A strike, the struggle for civil rights or the vote, a revolution — these are not questions of free speech: “this does not mean that, once the situation has become a contest of power, there is no longer any question of free speech on your own side of the lines, within your own camp. There most certainly is. But the free-speech issue is on longer an issue as between the two sides that have broken out of the framework of civil peace.”

When socialists are faced with the threat of organised fascists — a very real threat not just for ourselves but for the wider labour movement, black people, immigrants and LGBT people — we are not choosing whether or not to negate their rights of free speech. The problem will not be solved by declaring our morally superior values. When faced with such a threat we move from the ground of normal “civil peace” onto the ground of contested power.

Consider the rise of fascism in Weimar Germany. Nazi thugs were allowed to operate with relative freedom and where they were arrested — for attacking Jews, communists and trade unionists — their crimes were treated lightly by Weimar judges, even in cases of murder.

The Nazis were not given space to operate on the basis of defending their rights to free speech but because their actions were approved of: “If the Nazi movement had confined itself to speeches (including fascist speeches), it would never have been the danger it was. No rights to free speech had to be curtailed by a millimetre in order to have an abundance of grounds for rounding up the entire Nazi leadership years before they became a clear and present danger.”

Socialists do not organise opposition to fascism because we object to their speech. Fascists like the BNP do not seek out platforms in student unions, do not hold public meetings, paper sales, stand in elections etc... because they want people to hear them speak. The BNP is a political formation that organises to take power and all of their activities work towards this aim. We oppose their actions, not their speech. To repeat, the struggle against fascism is a question of taking sides in a contest of power.

The idea of “No Platform” — literally the stopping individuals and groups from getting a platform — suffers from a number of interpretations. Many of them are based on the ideas set out above. Socialists favour “No Platform” as one tactic against fascist activity, in the right circumstances, but it is not our central, guiding principle.

Rather, our basic policy is for a class mobilisation for socialism and a workers’ united front for self-defence. In general we oppose state bans because the laws behind any such bans could easily be deployed against the labour movement and revolutionary socialists. Stopping a meeting in a “democratic space” — such as a student union — is another matter.

In any case, “No Platform” is one possible tactic, not a principle. Stopping fascist activity is not a matter of silencing their ideas but of preventing their plans for physical violence. If “No Platform” is elevated to the guiding idea and main tactic of anti-fascism there are two negative potential consequences:

1. That the task of cutting the social roots of fascism by socialism is abandoned and

2. As a principle it can lead to counter-productive confrontation.
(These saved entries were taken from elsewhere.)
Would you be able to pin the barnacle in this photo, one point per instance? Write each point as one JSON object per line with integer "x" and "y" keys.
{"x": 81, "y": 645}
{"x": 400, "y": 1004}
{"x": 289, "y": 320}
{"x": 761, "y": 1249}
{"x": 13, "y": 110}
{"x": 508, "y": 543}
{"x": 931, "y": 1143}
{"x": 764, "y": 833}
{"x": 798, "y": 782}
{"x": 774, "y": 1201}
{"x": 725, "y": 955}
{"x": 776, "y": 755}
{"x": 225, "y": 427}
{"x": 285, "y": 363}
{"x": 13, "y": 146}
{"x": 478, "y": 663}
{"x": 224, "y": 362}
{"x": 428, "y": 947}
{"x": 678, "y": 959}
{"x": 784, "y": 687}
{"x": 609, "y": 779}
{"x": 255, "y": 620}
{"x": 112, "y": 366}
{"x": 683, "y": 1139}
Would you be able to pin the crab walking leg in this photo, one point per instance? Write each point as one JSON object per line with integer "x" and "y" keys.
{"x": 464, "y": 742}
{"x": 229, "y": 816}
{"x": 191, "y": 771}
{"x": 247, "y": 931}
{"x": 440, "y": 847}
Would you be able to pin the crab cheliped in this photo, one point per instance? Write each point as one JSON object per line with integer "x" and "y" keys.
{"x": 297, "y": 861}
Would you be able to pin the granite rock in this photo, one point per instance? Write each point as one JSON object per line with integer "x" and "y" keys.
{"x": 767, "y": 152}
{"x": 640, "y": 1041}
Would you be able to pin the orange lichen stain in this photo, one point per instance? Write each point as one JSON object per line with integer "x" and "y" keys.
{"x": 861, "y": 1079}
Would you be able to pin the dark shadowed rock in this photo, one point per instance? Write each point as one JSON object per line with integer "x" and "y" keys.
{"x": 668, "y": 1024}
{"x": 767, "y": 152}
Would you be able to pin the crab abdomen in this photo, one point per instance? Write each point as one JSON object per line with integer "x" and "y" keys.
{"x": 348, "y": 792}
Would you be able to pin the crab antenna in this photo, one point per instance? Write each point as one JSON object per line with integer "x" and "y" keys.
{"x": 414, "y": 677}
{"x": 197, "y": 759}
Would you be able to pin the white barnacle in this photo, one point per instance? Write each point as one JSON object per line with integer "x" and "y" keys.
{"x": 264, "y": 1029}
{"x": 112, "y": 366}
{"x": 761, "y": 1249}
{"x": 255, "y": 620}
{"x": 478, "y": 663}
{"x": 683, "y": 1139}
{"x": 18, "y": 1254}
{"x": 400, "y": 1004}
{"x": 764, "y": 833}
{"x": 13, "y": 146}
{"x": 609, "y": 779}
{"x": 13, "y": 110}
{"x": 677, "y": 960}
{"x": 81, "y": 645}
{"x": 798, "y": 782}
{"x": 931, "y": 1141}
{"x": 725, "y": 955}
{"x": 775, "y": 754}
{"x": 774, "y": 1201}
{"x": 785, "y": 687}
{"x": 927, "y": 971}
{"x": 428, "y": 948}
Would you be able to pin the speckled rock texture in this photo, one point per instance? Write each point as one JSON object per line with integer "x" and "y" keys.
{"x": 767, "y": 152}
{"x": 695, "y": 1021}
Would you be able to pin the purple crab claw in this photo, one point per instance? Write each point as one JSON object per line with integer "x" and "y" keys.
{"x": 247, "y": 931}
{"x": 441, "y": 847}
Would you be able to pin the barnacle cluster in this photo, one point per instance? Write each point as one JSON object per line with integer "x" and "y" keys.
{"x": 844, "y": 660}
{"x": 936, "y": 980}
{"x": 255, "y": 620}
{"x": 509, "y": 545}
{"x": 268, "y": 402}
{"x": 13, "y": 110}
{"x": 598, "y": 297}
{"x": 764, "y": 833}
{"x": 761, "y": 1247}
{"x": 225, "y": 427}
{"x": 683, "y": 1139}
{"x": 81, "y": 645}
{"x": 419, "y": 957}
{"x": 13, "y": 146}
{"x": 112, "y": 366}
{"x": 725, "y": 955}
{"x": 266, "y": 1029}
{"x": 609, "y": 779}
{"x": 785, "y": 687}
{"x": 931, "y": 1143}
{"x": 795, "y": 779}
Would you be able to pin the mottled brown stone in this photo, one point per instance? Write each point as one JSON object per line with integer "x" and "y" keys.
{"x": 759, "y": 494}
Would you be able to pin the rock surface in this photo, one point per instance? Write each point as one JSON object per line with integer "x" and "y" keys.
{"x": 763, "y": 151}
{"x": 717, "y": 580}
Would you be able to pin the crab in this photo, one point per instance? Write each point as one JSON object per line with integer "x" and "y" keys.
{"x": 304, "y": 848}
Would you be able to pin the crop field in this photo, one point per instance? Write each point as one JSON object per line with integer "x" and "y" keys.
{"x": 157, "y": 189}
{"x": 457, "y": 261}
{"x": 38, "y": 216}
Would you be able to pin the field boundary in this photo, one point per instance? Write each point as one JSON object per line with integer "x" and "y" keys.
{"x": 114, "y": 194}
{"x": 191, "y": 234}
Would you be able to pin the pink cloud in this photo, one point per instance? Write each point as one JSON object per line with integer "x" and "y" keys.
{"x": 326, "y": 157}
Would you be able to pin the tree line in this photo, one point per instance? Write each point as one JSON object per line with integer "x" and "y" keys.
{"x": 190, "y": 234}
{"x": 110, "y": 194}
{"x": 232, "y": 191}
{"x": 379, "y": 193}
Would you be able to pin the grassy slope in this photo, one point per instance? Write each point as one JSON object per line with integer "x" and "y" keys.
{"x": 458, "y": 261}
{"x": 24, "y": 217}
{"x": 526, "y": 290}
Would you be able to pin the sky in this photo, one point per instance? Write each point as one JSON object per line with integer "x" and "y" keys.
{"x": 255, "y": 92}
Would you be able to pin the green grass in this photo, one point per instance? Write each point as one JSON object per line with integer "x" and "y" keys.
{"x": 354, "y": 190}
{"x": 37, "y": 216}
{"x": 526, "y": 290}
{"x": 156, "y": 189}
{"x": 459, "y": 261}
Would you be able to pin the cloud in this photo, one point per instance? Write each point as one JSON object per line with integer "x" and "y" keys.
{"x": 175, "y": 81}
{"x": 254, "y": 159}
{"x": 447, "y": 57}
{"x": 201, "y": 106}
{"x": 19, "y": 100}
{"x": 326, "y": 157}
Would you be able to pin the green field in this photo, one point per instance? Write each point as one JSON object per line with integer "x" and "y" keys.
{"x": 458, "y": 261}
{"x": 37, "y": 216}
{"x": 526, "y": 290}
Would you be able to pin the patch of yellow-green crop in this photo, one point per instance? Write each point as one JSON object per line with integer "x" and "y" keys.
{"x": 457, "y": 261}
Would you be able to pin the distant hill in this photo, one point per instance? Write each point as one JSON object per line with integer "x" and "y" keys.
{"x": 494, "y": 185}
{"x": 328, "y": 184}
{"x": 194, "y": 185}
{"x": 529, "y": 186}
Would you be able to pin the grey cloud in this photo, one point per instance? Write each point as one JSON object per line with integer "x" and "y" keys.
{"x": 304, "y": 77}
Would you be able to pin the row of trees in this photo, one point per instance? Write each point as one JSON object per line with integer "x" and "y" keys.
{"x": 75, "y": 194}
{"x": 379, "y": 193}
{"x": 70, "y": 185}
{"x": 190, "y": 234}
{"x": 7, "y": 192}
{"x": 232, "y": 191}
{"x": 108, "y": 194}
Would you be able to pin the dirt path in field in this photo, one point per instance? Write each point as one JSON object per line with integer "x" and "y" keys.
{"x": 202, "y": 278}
An anti-fascist campaign that concentrates on mobilising to “No Platform” the BNP may well do so at the expense of building within the labour movement.

“Revolutionary socialists... want to push to the limit all the presuppositions and practices of the fullest democratic involvement of the greatest mass of people. To the limit: that is, all the way. No progressive transformation is possible except insofar as the largest mass of plain people from way below in society start moving.
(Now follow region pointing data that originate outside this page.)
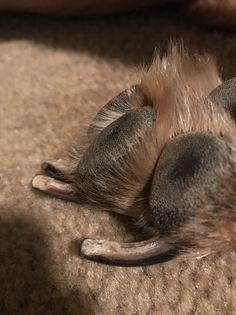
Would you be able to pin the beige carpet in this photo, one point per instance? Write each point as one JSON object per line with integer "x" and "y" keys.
{"x": 55, "y": 74}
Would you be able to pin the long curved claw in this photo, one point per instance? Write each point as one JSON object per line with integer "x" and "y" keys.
{"x": 54, "y": 187}
{"x": 133, "y": 254}
{"x": 58, "y": 169}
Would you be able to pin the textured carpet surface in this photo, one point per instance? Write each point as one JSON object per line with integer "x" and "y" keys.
{"x": 55, "y": 74}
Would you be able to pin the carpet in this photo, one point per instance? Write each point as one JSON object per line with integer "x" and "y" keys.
{"x": 55, "y": 74}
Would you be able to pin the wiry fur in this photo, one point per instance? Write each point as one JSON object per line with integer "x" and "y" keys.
{"x": 176, "y": 87}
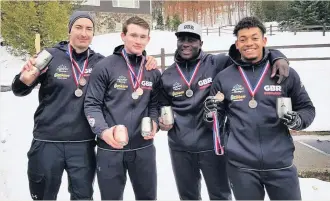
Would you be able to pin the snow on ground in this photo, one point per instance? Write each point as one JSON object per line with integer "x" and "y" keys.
{"x": 16, "y": 113}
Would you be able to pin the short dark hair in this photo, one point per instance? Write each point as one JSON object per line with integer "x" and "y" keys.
{"x": 249, "y": 22}
{"x": 137, "y": 21}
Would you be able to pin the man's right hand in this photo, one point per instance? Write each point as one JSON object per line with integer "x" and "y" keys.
{"x": 107, "y": 136}
{"x": 164, "y": 127}
{"x": 30, "y": 64}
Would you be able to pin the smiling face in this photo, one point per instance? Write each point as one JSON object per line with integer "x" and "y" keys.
{"x": 135, "y": 39}
{"x": 250, "y": 43}
{"x": 188, "y": 45}
{"x": 81, "y": 34}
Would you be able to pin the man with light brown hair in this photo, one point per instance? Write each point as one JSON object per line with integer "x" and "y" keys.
{"x": 122, "y": 92}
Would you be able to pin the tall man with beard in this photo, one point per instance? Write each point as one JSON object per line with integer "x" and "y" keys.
{"x": 185, "y": 86}
{"x": 62, "y": 138}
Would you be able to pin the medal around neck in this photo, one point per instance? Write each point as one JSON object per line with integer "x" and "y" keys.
{"x": 135, "y": 95}
{"x": 82, "y": 81}
{"x": 189, "y": 93}
{"x": 139, "y": 91}
{"x": 78, "y": 93}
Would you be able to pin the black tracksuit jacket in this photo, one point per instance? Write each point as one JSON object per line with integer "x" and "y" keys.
{"x": 109, "y": 102}
{"x": 189, "y": 132}
{"x": 257, "y": 139}
{"x": 60, "y": 114}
“And this movement both requires, and also helps bring about, the fullest opening-up of society to democratic controls from below not their further restriction. It means the breaking up of anti-democratic limitations and restrictions. It means the greater unleashing of new initiatives from below” (Draper).

The question of free speech and No Platform in the context of fascism is a political test. A test that should be applied rigorously within student politics, the labour movement and anti-fascist activity.